De toute évidence, le rejet du jugement sommaire ne convient pas à l’équipe Bad Bunny et aux différents accusés. Les avocats de l'artiste « DtMF » et de Rimas, repris ici par Freundlich Law, a demandé au tribunal de reconsidérer ou de certifier « la question pour un appel immédiat devant le neuvième circuit ».
De la façon dont ils voient la situation, mis à part les questions sur la protection par le droit d'auteur des éléments musicaux concernés, le tribunal n'a pas directement examiné « s'il existe même une seule œuvre contenant tous les soi-disant « éléments du marché aux poissons » revendiqués par les plaignants pour constituer leur sélection et leur arrangement.
“La défense a longuement exposé, argumenté et insisté sur cette question”, ont poursuivi les accusés de Bad Bunny, “et le dossier incontesté établit de manière concluante que les plaignants revendiquent des droits exclusifs sur une combinaison de 'Frankenstein' reconstituée à partir de trois œuvres différentes (dont une œuvre, 'Pounder', qui est uniquement un droit d'auteur sur un enregistrement sonore), dont aucun ne contient tous les sept « éléments du marché aux poissons » requis.»
Cette question très importante, ont-ils ajouté pour faire bonne mesure, doit trouver une réponse par des faits concrets en matière d’enregistrement du droit d’auteur, par opposition à « une compétition entre musicologues ».

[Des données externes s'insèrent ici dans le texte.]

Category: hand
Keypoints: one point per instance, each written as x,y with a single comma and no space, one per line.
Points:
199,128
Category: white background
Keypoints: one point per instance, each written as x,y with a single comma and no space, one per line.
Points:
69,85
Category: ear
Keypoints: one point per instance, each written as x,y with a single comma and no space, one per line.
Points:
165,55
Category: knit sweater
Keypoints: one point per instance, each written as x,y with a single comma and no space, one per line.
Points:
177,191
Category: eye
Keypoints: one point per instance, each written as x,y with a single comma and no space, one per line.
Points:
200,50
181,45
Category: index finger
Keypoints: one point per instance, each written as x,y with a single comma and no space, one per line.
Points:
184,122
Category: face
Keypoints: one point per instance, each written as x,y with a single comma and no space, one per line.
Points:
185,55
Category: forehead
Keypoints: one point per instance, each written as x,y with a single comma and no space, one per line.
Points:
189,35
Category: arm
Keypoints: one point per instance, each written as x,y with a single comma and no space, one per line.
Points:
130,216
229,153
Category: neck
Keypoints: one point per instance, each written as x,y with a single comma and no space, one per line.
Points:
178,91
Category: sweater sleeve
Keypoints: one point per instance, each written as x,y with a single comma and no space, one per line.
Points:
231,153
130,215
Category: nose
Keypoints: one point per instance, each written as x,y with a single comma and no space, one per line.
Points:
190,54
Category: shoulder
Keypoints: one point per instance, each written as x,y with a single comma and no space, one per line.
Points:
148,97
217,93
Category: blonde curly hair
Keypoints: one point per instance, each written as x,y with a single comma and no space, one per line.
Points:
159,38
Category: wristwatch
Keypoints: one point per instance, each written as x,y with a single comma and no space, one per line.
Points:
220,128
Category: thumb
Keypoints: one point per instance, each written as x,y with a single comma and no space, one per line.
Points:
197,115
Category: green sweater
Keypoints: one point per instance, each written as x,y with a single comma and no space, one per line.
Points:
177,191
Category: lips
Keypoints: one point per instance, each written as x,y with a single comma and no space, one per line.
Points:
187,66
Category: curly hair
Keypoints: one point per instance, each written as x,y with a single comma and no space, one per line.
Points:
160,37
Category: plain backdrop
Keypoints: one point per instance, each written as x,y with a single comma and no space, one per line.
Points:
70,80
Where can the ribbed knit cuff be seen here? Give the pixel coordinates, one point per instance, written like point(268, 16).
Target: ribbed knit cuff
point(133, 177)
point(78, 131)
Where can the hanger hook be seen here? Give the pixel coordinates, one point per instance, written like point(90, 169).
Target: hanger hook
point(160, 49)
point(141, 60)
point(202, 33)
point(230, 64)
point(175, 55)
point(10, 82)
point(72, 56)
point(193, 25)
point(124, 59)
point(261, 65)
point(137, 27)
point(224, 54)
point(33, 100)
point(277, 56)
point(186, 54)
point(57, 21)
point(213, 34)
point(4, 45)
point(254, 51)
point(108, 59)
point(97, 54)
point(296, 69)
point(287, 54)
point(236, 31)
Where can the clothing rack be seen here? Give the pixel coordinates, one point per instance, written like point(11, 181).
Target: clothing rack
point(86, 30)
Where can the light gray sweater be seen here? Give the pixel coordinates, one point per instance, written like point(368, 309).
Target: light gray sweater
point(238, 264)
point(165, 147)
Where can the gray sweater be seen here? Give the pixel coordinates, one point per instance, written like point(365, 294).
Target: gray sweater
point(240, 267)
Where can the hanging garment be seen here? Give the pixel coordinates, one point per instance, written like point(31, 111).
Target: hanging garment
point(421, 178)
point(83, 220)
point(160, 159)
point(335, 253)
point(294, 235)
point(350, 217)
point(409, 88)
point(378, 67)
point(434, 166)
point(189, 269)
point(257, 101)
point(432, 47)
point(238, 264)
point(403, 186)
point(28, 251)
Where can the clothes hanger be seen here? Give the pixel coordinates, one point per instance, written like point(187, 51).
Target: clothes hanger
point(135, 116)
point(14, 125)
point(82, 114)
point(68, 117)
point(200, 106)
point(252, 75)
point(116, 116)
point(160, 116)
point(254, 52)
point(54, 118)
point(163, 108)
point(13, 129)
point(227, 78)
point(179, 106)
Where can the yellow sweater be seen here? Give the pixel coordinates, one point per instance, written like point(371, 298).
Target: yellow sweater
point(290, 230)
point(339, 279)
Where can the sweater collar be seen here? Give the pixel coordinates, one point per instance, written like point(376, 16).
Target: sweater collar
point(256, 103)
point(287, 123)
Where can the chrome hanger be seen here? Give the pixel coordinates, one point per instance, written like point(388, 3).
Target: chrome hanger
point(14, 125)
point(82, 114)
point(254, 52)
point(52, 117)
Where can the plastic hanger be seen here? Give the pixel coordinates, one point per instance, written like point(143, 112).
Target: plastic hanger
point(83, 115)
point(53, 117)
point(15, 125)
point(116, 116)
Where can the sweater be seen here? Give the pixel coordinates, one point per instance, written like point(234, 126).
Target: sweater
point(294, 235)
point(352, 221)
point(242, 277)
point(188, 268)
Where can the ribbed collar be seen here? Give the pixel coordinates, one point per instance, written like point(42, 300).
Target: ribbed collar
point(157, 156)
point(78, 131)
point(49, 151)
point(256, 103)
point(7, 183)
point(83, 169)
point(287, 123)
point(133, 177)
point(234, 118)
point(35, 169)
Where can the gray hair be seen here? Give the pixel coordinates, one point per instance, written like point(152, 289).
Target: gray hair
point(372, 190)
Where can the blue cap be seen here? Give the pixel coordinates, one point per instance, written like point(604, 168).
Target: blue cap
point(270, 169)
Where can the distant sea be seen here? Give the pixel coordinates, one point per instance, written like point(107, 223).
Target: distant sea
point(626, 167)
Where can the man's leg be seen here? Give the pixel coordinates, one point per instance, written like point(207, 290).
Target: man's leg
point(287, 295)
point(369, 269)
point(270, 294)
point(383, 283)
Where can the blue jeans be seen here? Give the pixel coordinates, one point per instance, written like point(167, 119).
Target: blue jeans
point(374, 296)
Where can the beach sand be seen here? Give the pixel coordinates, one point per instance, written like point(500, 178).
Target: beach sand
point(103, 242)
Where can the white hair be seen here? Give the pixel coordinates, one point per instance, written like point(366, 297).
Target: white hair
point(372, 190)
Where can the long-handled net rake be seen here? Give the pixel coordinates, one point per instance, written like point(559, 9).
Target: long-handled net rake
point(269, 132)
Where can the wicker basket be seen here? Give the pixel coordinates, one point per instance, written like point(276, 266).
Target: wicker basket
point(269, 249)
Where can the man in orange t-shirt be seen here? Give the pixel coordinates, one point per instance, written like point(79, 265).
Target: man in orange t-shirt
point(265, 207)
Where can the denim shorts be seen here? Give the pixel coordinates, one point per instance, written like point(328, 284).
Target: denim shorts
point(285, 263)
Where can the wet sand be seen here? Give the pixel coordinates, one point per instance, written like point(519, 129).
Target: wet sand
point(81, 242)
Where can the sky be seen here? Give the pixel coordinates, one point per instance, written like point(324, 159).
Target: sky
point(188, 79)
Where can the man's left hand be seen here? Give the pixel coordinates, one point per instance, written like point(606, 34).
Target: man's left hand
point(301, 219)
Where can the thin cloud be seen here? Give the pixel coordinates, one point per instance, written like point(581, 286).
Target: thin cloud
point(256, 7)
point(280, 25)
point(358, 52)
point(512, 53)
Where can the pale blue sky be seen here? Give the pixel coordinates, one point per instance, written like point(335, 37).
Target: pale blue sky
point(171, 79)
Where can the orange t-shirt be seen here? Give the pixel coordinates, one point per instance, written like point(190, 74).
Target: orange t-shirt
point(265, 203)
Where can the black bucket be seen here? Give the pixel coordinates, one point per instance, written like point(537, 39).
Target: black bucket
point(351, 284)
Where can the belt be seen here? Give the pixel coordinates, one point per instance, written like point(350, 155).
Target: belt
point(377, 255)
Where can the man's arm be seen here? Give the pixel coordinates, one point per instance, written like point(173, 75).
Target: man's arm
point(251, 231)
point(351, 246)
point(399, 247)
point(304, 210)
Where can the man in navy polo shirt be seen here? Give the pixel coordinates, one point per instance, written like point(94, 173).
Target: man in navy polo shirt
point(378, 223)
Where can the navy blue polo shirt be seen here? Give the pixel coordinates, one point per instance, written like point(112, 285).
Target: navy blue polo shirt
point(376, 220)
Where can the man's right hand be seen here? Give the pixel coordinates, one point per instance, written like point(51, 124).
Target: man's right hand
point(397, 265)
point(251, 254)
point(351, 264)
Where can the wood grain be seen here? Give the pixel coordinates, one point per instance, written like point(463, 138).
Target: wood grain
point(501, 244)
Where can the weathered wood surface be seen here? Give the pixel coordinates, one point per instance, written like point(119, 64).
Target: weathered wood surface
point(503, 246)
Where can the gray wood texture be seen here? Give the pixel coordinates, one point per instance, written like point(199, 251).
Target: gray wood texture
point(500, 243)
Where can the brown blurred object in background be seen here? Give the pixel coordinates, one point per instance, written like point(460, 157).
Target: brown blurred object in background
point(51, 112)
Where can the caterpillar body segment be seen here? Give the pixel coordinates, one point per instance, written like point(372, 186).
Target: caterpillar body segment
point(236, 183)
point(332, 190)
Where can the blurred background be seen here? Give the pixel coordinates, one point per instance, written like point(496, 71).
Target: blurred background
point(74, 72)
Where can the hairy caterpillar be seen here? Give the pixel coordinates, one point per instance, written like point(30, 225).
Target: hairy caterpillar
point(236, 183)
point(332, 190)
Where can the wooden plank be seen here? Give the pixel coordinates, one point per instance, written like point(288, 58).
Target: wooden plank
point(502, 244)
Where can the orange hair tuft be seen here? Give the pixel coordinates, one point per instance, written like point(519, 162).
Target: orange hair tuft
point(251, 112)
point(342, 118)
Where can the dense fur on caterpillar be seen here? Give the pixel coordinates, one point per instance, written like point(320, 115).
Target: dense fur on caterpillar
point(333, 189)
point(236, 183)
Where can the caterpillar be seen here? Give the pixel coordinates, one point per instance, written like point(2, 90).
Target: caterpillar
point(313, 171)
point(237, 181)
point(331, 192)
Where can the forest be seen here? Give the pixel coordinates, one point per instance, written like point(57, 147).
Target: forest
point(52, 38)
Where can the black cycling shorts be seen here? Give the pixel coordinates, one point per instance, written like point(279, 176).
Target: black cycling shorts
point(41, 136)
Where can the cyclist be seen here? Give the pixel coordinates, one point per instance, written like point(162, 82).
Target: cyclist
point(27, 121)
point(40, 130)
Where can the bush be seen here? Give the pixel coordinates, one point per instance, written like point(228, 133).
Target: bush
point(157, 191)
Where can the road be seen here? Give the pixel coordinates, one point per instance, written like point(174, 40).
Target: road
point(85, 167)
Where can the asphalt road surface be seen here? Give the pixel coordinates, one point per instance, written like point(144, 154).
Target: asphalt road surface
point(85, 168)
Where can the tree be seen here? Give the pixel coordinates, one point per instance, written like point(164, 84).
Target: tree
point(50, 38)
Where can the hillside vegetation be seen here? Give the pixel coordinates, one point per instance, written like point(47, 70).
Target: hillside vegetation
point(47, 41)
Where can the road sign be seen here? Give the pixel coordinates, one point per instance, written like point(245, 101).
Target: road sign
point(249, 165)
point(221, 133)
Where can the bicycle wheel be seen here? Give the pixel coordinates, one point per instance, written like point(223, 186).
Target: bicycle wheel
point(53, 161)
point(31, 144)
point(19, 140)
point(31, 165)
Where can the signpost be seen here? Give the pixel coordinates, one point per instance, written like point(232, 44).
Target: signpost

Enfonçant le clou, les avocats de Bad Bunny ont souligné leur conviction que la « sélection et l'agencement soi-disant originaux » au cœur de l'affaire « n'existent nulle part » dans les œuvres prétendument contrefaites.
“En termes simples, le graphique à deux barres du paragraphe 188 du SCAC (Deuxième plainte consolidée modifiée) que les demandeurs présentent comme une transcription de leur sélection et de leur arrangement soi-disant originaux n'existe nulle part dans aucune des œuvres revendiquées par les demandeurs.», ont-ils déclaré.
Avec cela, tous les regards sont tournés vers la décision de réexamen du tribunal et l’éventuel appel du jugement sommaire. Où que les cartes finissent par tomber, comme le démontre un confrontation à plus petite échelle dans une salle d'audience impliquant également Bad Bunny, on peut affirmer sans se tromper que les plaideurs accumulent des factures juridiques importantes.